My data visualization project is a necessary reference for my capstone proposal. Originally, I was investigating the possibility of an interactive system that allowed the analysis of building footprints. This analysis would be the base to take the buildings out of their context and propose a remapping. In order to focus on visualization, I amplified my data set and produced static remapping of different cities based on a ranking of different shape metrics related to dispersion or regularity.
The capstone proposal will try to go back to the origins of this investigation and will reformulate the idea of remapping.
[here should be the new sketch, but the blog is not loading….]
Based on the visualization of the osm file in the processing environment, the user would be able to analyse and reformulate the organization of the buildings. The buildings will be stored in specific classes containing not only its own geometrical elements but also the characteristics of their shapes. Well, this is the basic idea, but there are still many branches to choose. Once these branches will demand different algorithms and approaches to the problem, I decided to use this post as a place to make this intersection explicit.
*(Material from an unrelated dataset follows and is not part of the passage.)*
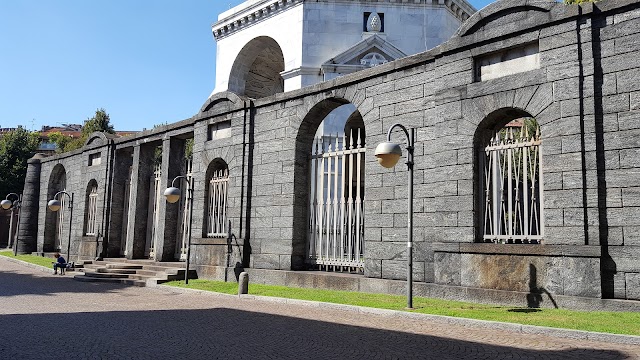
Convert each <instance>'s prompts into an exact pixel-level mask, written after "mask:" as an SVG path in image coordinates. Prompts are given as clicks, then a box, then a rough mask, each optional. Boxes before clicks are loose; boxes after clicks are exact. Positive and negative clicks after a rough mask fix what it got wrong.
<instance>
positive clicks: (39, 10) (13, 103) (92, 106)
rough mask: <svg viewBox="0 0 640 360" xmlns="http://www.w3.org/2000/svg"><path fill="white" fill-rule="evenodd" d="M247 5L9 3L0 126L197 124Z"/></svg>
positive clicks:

These are some 2 divergent general approaches to the problem:
a Interactivity: there will be many event-based functions to allow the user to choose specific buildings and specific shape metrics to organize a new map in parallel.
b “Generativity”: a more complex algorithm will be used to generate automatically a new map based on multi-dimensional shape metrics. Probably all the map will be analysed as a whole.
c Some place between? This would be the ideal, but probably the least feasible.
There are some possible types of map:
1 1d and 2d ranking: creates a precise position for each building in the new space based on its properties.
2 Pack, puzzle or collage: the agglomeration of the building based on the boundary and the neighbours.
3 Graph + attraction + repulsion: a general data-structure to cluster and organize the buildings in the new map. Probably this is the best data-structure + algorithm to balance interaction and generativity.
4 Self-Organizing feature map / Kohonen map: a artificial neural network able to convert high-dimensional data to low dimensional space (such as the modular maps) with weight vectors. It generates a complete new territory.